The naive approach — broadcasting every presence change to all contacts — doesn't scale. If Alice has 300 contacts and each of them changes status every few minutes, Alice's connection receives 300 updates per minute doing nothing useful. Selective presence subscription keeps presence traffic proportional to what's actually visible on screen.

Presence design is a section where interviewers specifically probe "what if the user has 10,000 contacts?" to see if you've thought through the fan-out cost. The selective subscription answer — only subscribe to contacts currently on screen — is the right one, but delivering it crisply under that follow-up takes practice. Mockingly.ai surfaces exactly that kind of scaling follow-up in its simulations.


Offline Message Delivery

Interviewer: Bob's phone has been off for two days. He turns it on. How does he get his missed messages?

Candidate: Two paths.

Push notifications (FCM/APNs): when a message is sent to Bob while he's offline, the Notification Service sends a push notification via FCM (Android) or APNs (iOS). The push carries a lightweight payload — "You have N new messages from Alice" — not the message content itself. The notification wakes Bob's device and prompts him to open the app.

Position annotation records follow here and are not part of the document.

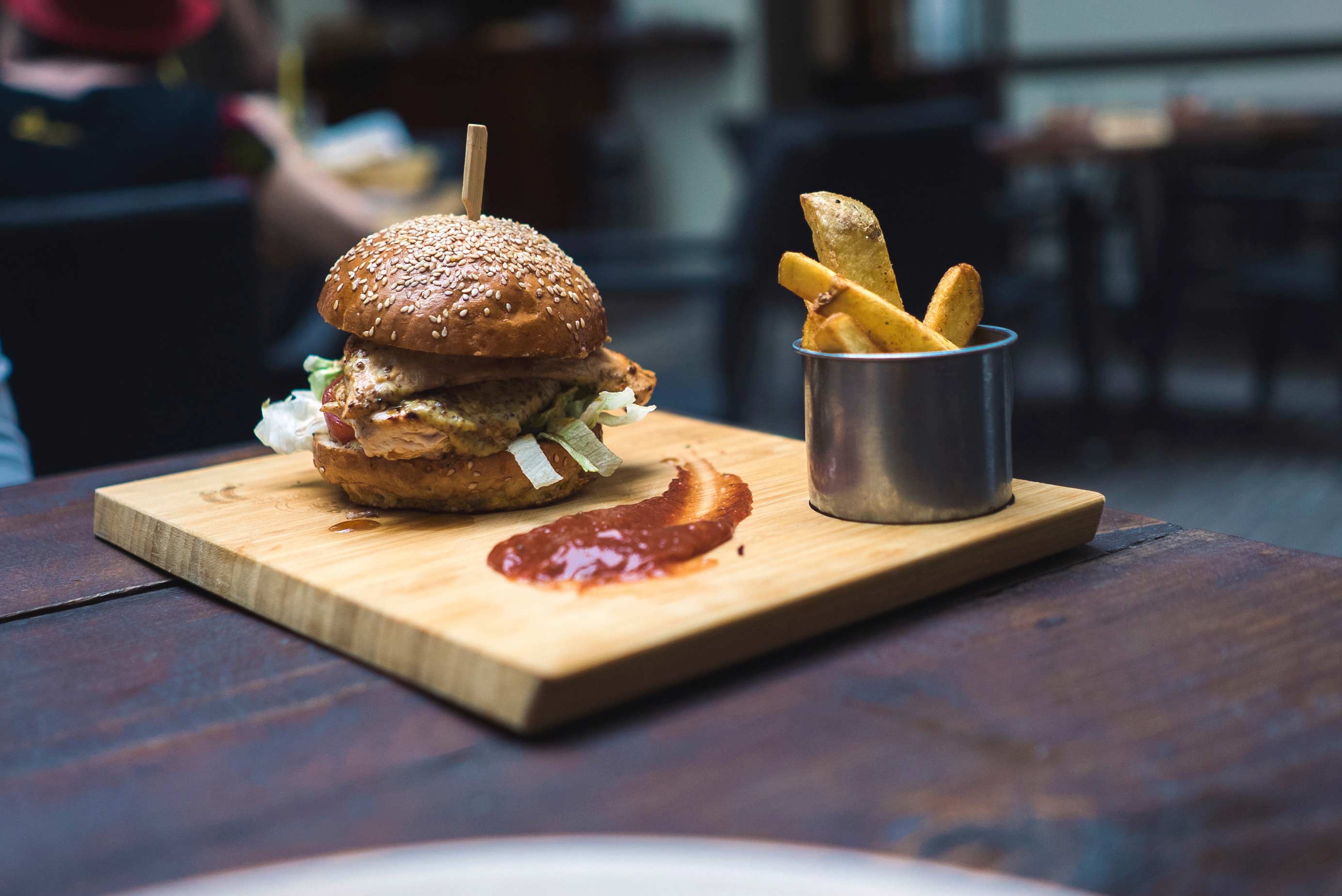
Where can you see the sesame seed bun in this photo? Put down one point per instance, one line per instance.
(445, 284)
(451, 485)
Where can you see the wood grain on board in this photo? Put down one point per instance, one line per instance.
(416, 599)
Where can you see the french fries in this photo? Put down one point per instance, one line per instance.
(847, 238)
(808, 330)
(826, 293)
(957, 306)
(841, 333)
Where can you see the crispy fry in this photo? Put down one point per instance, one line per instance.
(957, 306)
(848, 240)
(842, 335)
(808, 330)
(827, 293)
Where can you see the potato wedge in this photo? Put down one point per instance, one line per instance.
(827, 293)
(848, 240)
(808, 330)
(842, 335)
(957, 305)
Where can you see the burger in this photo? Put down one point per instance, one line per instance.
(476, 377)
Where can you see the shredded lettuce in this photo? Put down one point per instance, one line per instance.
(574, 452)
(321, 372)
(571, 420)
(583, 443)
(533, 462)
(289, 426)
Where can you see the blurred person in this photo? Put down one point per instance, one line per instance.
(15, 464)
(82, 109)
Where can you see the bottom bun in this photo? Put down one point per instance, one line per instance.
(450, 485)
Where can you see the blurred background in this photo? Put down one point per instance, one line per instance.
(1150, 191)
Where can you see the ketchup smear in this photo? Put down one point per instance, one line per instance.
(698, 512)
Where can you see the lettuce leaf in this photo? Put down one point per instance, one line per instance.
(571, 420)
(533, 462)
(586, 448)
(321, 372)
(289, 426)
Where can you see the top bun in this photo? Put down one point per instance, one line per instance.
(445, 284)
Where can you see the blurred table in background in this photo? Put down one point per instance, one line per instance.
(1156, 156)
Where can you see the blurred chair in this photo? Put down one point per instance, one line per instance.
(1290, 254)
(132, 320)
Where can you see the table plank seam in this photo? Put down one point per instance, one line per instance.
(88, 601)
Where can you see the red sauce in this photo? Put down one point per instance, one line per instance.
(698, 512)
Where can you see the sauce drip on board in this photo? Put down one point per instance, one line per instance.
(360, 525)
(698, 512)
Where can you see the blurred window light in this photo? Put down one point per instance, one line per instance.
(944, 34)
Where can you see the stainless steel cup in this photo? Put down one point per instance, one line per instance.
(911, 438)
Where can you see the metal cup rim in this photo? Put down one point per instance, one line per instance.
(1007, 338)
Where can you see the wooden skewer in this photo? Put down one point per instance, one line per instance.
(473, 175)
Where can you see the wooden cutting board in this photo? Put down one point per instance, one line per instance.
(415, 596)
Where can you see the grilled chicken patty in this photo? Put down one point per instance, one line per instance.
(474, 420)
(378, 377)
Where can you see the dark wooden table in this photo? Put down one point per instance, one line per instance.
(1159, 711)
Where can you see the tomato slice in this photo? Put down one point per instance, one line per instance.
(341, 431)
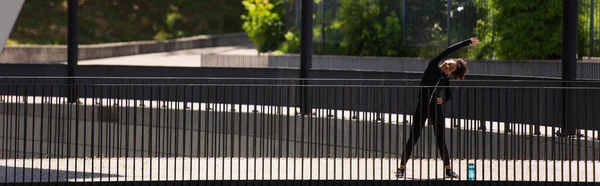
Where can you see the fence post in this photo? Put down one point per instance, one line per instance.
(590, 52)
(448, 12)
(306, 52)
(569, 64)
(73, 48)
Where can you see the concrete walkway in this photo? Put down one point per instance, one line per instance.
(232, 168)
(181, 58)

On-reconnect sync: when Bob's client reconnects and establishes a WebSocket connection, it sends its last_synced_message_id to the server. The Message Service queries Cassandra:

sql
SELECT * FROM messages
WHERE chat_id = :chat_id
  AND message_id > :last_synced_message_id
ORDER BY message_id ASC
LIMIT 50;

This runs for each conversation Bob participates in. The results are streamed back to the client. Bob's UI shows the missed messages in order.

For efficiency, we don't query every conversation on reconnect — only the ones with unread messages. The conv_members.last_read_msg_id field tells us whether a conversation has anything new.

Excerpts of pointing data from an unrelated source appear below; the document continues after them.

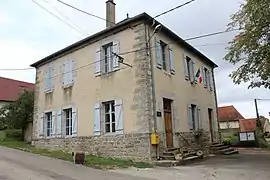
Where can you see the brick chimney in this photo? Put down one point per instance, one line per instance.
(110, 13)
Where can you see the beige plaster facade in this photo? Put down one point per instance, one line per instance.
(131, 85)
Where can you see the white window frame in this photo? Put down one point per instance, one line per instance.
(47, 121)
(70, 120)
(110, 113)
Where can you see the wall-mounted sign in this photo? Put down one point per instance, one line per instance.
(159, 114)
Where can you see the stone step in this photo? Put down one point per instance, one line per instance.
(220, 147)
(167, 163)
(167, 157)
(231, 152)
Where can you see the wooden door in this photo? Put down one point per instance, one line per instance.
(210, 111)
(168, 122)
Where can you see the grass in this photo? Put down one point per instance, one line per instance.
(97, 162)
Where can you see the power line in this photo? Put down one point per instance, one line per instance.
(39, 5)
(66, 17)
(73, 7)
(211, 34)
(161, 14)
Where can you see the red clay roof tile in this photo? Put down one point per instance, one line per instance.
(10, 89)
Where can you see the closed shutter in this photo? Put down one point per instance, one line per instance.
(185, 65)
(97, 62)
(74, 121)
(211, 81)
(172, 68)
(41, 125)
(97, 119)
(158, 54)
(59, 124)
(190, 120)
(53, 124)
(47, 80)
(191, 67)
(198, 119)
(116, 50)
(119, 116)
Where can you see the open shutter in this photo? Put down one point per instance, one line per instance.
(172, 68)
(158, 54)
(119, 116)
(204, 77)
(74, 121)
(190, 122)
(41, 125)
(210, 81)
(198, 119)
(59, 124)
(185, 65)
(116, 50)
(53, 124)
(97, 119)
(97, 62)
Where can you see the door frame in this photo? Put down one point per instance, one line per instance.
(168, 109)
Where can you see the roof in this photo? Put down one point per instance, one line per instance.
(123, 24)
(10, 89)
(228, 113)
(247, 124)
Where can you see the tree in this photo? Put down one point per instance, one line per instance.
(17, 114)
(251, 47)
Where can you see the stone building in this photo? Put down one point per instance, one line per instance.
(107, 93)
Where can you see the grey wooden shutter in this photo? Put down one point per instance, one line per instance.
(119, 116)
(171, 57)
(116, 50)
(59, 124)
(190, 120)
(97, 62)
(158, 54)
(185, 65)
(97, 119)
(53, 124)
(41, 125)
(74, 121)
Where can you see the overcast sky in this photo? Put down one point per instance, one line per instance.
(28, 33)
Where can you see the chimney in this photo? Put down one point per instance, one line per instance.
(110, 13)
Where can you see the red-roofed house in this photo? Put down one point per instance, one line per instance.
(10, 89)
(229, 118)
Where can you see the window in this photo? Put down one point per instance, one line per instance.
(49, 79)
(109, 112)
(48, 121)
(108, 58)
(193, 116)
(190, 68)
(68, 121)
(163, 55)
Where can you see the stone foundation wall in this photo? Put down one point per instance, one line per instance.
(188, 141)
(128, 146)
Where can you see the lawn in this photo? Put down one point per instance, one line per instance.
(90, 160)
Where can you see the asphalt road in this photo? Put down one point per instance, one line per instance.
(19, 165)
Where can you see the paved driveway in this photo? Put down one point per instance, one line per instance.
(18, 165)
(248, 166)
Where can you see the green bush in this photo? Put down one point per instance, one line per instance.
(14, 134)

Interviewer: What if Bob was offline for 30 days and has thousands of unread messages across hundreds of conversations?

Candidate: We paginate aggressively — fetch the last 50 messages per conversation first, load more on scroll. We also prioritise conversations with the most recent activity. The user doesn't need all 30 days loaded at once; they need the newest content immediately. Cold-loading the full history from Cassandra is deferred until the user explicitly scrolls back.


Multi-Device Sync

Interviewer: Alice has an iPhone, an iPad, and a MacBook. She reads a message on her iPhone. How do her other devices know?

Candidate: Multi-device is handled as a special case of fan-out. Each device is registered with a unique device ID, and the Session Service maps each device to its chat server connection. When Alice reads a message on her iPhone:

plaintext
iPhone client sends READ ACK { conv_id, message_id, device_id: "iphone" }
  → Message Service updates status in Cassandra
  → Publishes "read" event to all of Alice's devices:
      Publishes to channels: user:alice:ipad, user:alice:macbook
  → iPad and MacBook connections receive the event
  → Their UIs update the conversation as "read"

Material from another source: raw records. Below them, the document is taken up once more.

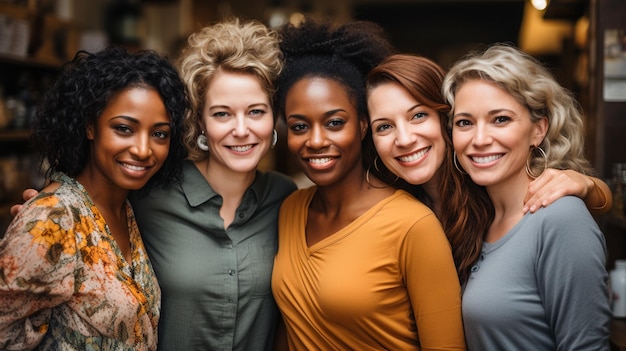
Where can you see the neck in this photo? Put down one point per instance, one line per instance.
(508, 200)
(104, 195)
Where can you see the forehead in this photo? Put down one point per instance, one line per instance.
(316, 90)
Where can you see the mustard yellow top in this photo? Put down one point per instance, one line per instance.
(385, 281)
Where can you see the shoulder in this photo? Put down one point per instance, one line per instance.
(564, 209)
(299, 196)
(274, 184)
(567, 216)
(404, 203)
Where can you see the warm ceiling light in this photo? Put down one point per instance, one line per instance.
(540, 4)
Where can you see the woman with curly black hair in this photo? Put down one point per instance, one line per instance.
(360, 265)
(74, 271)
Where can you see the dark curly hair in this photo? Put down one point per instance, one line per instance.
(82, 91)
(344, 53)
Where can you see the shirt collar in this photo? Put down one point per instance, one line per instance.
(198, 190)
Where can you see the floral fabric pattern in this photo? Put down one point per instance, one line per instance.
(64, 283)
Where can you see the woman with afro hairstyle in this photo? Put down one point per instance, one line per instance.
(74, 272)
(360, 265)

All of Alice's devices maintain separate WebSocket connections. The fan-out is to all her devices, not just one. The client-side deduplication on client_msg_id ensures that a message Alice sends on her iPhone doesn't appear twice when it syncs to her MacBook.

Interviewer: What if two of Alice's devices are both open and she sends a message from each simultaneously?

Candidate: Each message has a unique client_msg_id generated on-device, and the Snowflake ID assigned server-side provides canonical ordering. Both messages are persisted to Cassandra in the order they arrived. Both devices receive both messages via fan-out and display them in Snowflake ID order. There's no conflict — they're independent messages, even if sent within milliseconds of each other.


Media Messages

Interviewer: How do you handle image and video messages?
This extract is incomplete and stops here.